ARTES PLÁSTICAS

Ernesto González Puig: un artista de vanguardia

Elsa Vega Dopico • La Habana, Cuba

Imagen: La Jiribilla
 

En 1975, el destacado poeta y crítico Pedro de Oraá, en sus palabras al catálogo de la exposición Puig. Dibujos y temperas. Algunas obras inéditas del 48 al 68, que se organizó en galería L escribió que la figura de González Puig estaba llamada a rescatar un puesto relevante dentro de la pintura cubana. En tal sentido, el también artista plástico, abogó por la necesidad de emprender entonces una exposición de carácter retrospectivo que descubriera el periplo seguido por este autor durante varios decenios y sus disímiles períodos pictóricos. Doce años más tarde, en marzo de 1987, el Museo Nacional de Bellas Artes organizó la excelente retrospectiva, curada por Orlando Hernández bajo el atinado título Puig desconocido. El tiempo implacable continuó su curso y 25 años después de aquella ambiciosa muestra, Ernesto González Puig continúa siendo, lamentablemente para muchos, un artista desconocido.

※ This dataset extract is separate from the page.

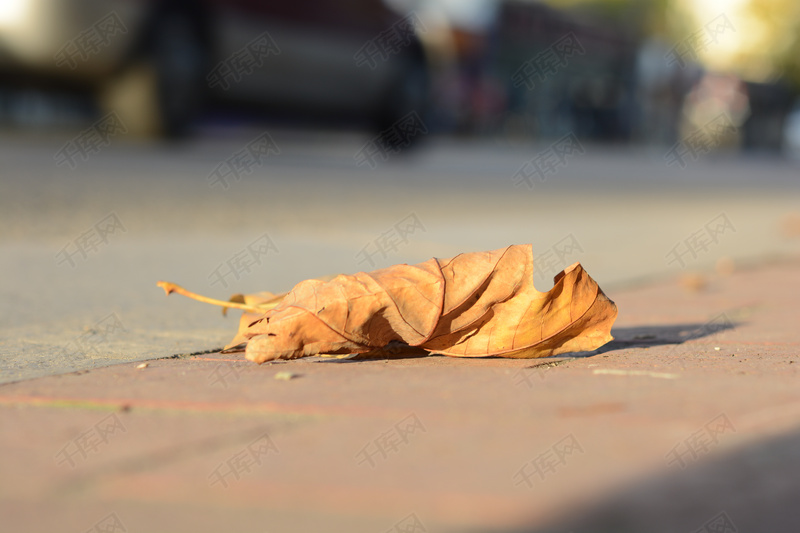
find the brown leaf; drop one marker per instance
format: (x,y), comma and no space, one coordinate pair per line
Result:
(473,305)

Vale preguntarse ahora cuáles razones han promovido tanta abulia o desconocimiento. ¿Servirán acaso como respuestas los numerosos años que vivió Puig en Santa Clara, alejado del ambiente plástico capitalino? O ¿Quizá fue su vocación compartida entre la psicología y la pedagogía? Razones todas carentes de peso, pues el ilustre desconocido de los pintores de su generación desarrolló, a pesar de la distancia y los otros oficios, una obra vasta y diversa que logró fusionar imaginación y lírica visual en un estilo propio e inconfundible.

Ligado al movimiento de renovación plástica de los años 30 en Cuba, la presencia de González Puig ha sido relativamente desplazada del lugar que por calidades obvias le pertenece. Así podemos constatar cuán injustos o equivocados han estado algunos al pretender tildarlo de “maestro menor” frente a la obra desarrollada por muchos de sus contemporáneos. Fueron precisamente aquellos tiempos en que comenzaron a distinguirse algunos nombres que —junto a figuras ya establecidas como Víctor Manuel, Carlos Enríquez, Amelia Peláez o Fidelio Ponce— completarían el mapa plástico nacional y entre los que se encuentran: Portocarrero, Carreño, Mariano, Cundo Bermúdez y Luis Martínez Pedro, entre otros.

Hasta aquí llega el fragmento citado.